Although some people view human nature as inherently cruel and selfish, we are capable of incredible acts of kindness and compassion. Unfortunately, for many people, that kindness does not extend to the self (or sometimes loved ones) as often as it does for a child in need, a stranger in distress, or an injured animal. I hope the following post can help to illuminate how to develop self-compassion, and deepen the ability to be compassionate for others. 

*Relational Emotions*
Psychologists sometimes refer to the family of emotions that moves us to help, understand, and nurture others as 'relational emotions'. They are things that many of us do intuitively, and the most commonly experienced of these (empathy, sympathy, compassion) are defined below.

 

In the chart above you can see three distinct processes and experiences in relating to someone else that is in distress. We will use a classic example of talking with someone that has just experienced the loss of a loved one.

First, empathy is essentially the process of being in tune with, and experiencing the same feelings as the other person. Basically when you put yourself in someone's shoes you are giving yourself a chance for empathy. It would mean really trying to touch the experience of grieving within yourself to attune to the person. This is a key ingredient for the best helping relationships. If we cannot experience what the other person is experiencing, it is hard to truly understand them. One barrier for empathy can be our own discomfort with experiencing those feelings.

Sympathy is different because this is feeling sorrow or concern for the person, rather than feeling what they are feeling. For the current example if you "feel sad" for, or "sorry" for the person, you are experiencing and expressing sympathy. Often with sympathy we are compelled to help the person if we can.

Compassion is feeling care and warmth for the person. Allowing yourself to cry with the person, comforting them in some way, and being accepting and validating their feelings are acts of compassion. With compassion we are in a state of acceptance, love, and care for the other.

New research is showing that these processes have distinct physiological patterns and are a product of our evolution. The thinking is that empathy, sympathy, and compassion were originally a successful strategies in caring for the young, became something desirable in mate selection, and facilitated group cooperation. So basically people who were compassionate were more successful at the evolution game (survival and reproduction), and we are their descendants. 

*Self-Compassion*
It is a cruel twist of fate for our species that we can have all of these things for other people, often complete strangers (who didn't feel sympathy for the widows and children of firefighters that died in the World Trade Center?), but often don't have these for close others, and especially ourselves. 

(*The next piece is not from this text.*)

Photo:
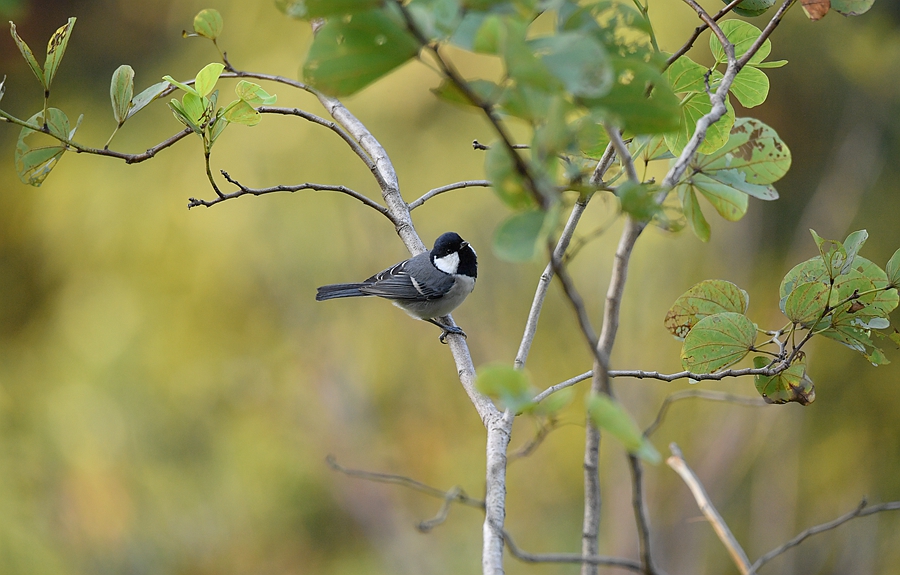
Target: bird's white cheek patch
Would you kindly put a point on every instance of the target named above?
(448, 264)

In place of compassion for ourselves (being in a state of care, warmth, and acceptance) we often have shame, guilt, disappointment, and anger. We beat ourselves up for the very things that we have understanding and warmth for in others. This does not have to be so, and the key ingredient is the most basic fact of life that is so simple that it almost seems ridiculous to type: we are all human and imperfect. So here are the two basic steps for developing and accessing self-compassion. 

*1. Acceptance of Being Human and Imperfect*
Anyone who is able to read this post obviously knows this, yet do you truly accept this for yourself? When you can really look in the mirror and say "_I am a human being and I am not perfect, and that is OK_" and feel OK, you are ready for step 2. If not, you need to do some work here first.

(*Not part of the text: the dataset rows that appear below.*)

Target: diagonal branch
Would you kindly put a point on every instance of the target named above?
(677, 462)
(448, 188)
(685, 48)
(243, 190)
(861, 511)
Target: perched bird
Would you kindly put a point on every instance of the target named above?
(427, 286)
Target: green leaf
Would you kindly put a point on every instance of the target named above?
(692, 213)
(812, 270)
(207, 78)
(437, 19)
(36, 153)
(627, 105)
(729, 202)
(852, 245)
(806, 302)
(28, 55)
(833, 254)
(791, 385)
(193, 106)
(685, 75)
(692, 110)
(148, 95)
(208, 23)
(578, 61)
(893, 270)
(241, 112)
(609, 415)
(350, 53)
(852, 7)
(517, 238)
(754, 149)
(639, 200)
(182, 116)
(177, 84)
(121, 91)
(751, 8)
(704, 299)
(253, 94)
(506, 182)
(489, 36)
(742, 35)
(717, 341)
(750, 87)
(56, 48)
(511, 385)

*2. Accessing Compassion During Your Own Distress*
The good news is that almost everyone can instinctively feel compassion for others, so right now try take a second and get that feeling of warmth and care. When you do, make a mental note of it. Now next time you are in some kind of distress and either feeling down or beating yourself up, try and go there. See if you can say to yourself "it's OK, you're human, we all make mistakes" like the way the best parent would to their child going through the same thing. This may seem a bit cheesy (especially compared to the rest of these posts), but give it a shot. When it works you will be having a real breakthrough toward a better emotional life. 

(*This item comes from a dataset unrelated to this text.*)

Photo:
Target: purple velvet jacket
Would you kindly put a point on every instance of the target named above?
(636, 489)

*Deepening Compassion for Others*
If you are someone that finds yourself struggling to have any of the above feelings happen for you, and instead you find yourself standing in judgment, becoming angry and irritated, or in a state of disgust with someone, then this is your ticket to a better life. Some of the ultimate heroes of love, peace, and justice (Gandhi, Jesus, etc) were masters of compassion for the sick, evil, and poor. If you find yourself in your standard stance of coldness, dismissal, or even hatred, try moving into each of the three pieces above.

How does this person feel? Can I feel sad for them? Can I feel care for them?

If you can, you are moving toward a place that will improve your relationships, help you be more comfortable with all kinds of experiences, and feel better about your own life.


----------